Im ersten Jahr liefert das Hügelbeet besonders viele Nährstoffe für Starkzehrer wie Tomaten, Zucchini und Kohl. Ab dem zweiten Jahr sind Mittelzehrer wie Zwiebeln und Karotten ideal. Schwachzehrer wie Bohnen und Erbsen folgen im dritten Jahr.
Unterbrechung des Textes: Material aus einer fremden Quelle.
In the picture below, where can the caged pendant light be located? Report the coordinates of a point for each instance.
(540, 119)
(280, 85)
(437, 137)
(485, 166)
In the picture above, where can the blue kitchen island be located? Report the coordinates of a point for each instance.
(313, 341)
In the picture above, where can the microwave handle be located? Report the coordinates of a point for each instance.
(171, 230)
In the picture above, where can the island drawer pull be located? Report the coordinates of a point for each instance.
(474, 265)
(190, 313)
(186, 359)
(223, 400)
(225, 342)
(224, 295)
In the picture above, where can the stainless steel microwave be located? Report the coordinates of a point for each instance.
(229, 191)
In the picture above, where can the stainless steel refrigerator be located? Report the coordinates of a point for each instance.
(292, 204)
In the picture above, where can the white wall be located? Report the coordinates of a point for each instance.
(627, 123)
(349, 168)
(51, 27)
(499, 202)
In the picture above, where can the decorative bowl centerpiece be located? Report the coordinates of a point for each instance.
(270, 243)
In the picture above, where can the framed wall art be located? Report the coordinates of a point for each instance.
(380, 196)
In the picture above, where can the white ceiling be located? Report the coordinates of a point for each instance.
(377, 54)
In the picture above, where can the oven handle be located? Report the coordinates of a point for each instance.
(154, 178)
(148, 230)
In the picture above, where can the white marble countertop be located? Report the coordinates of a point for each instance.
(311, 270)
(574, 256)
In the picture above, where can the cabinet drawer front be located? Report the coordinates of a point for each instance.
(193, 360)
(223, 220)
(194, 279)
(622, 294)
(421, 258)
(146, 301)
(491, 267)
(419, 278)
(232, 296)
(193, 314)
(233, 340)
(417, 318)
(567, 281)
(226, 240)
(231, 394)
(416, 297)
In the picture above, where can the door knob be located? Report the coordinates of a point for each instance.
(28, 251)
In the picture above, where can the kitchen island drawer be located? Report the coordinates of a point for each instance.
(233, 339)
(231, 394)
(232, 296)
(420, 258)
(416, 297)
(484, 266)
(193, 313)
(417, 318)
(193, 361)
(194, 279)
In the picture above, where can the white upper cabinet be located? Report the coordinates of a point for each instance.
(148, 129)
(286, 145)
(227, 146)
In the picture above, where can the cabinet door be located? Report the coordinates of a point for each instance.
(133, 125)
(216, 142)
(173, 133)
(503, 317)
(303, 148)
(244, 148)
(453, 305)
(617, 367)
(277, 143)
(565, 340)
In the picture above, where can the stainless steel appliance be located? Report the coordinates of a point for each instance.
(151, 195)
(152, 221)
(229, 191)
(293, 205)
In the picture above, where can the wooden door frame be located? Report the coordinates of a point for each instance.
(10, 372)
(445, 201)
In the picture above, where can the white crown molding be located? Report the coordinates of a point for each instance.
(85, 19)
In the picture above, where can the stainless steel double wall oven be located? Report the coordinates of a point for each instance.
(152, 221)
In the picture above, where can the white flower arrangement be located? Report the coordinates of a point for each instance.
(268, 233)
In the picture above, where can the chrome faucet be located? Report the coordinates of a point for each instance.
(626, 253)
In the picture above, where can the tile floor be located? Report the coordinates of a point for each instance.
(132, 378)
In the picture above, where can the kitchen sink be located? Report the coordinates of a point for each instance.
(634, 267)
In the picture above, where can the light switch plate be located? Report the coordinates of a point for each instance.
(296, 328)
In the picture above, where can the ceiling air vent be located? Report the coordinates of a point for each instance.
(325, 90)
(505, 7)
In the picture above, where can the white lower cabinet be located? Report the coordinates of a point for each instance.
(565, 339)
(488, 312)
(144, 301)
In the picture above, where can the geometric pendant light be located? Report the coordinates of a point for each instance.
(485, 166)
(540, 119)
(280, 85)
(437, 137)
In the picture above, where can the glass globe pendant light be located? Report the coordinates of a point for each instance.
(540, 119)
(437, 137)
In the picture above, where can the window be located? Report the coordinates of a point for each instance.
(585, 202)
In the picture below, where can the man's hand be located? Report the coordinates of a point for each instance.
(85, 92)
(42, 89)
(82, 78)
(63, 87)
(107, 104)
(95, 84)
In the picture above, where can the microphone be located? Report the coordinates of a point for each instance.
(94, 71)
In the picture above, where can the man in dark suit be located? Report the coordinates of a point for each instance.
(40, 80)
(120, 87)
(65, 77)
Diese Abfolge nutzt die Nährstoffe optimal und unterstützt eine reiche Ernte über mehrere Jahre hinweg.

Vorteile von Hügelbeeten

  • Verbesserte Bodenqualität: Die kontinuierliche Verrottung organischer Materialien setzt Nährstoffe frei und verbessert die Bodenstruktur.
  • Effiziente Wassernutzung: Das Hügelbeet speichert Wasser, welches in Trockenperioden langsam an die Pflanzen abgegeben wird, wodurch der Gießbedarf reduziert wird.
  • Erhöhte Anbaufläche: Durch die dreidimensionale Struktur des Beets vergrößert sich die Anbaufläche, ohne zusätzlichen Platz zu beanspruchen.
  • Wärmespeicher: Die Verrottungsprozesse im Inneren erzeugen Wärme, was eine frühere Aussaat im Frühjahr ermöglicht.
  • Natürlicher Lebensraum: Hügelbeete bieten Nützlingen wie Regenwürmern und Käfern einen idealen Lebensraum.

Durch die sorgfältige Planung, Sammlung geeigneter Materialien und das richtige Schichten wird Ihr Hügelbeet zu einer üppigen und nachhaltigen Anbaufläche, die Ihnen über viele Jahre hinweg reiche Ernten beschert.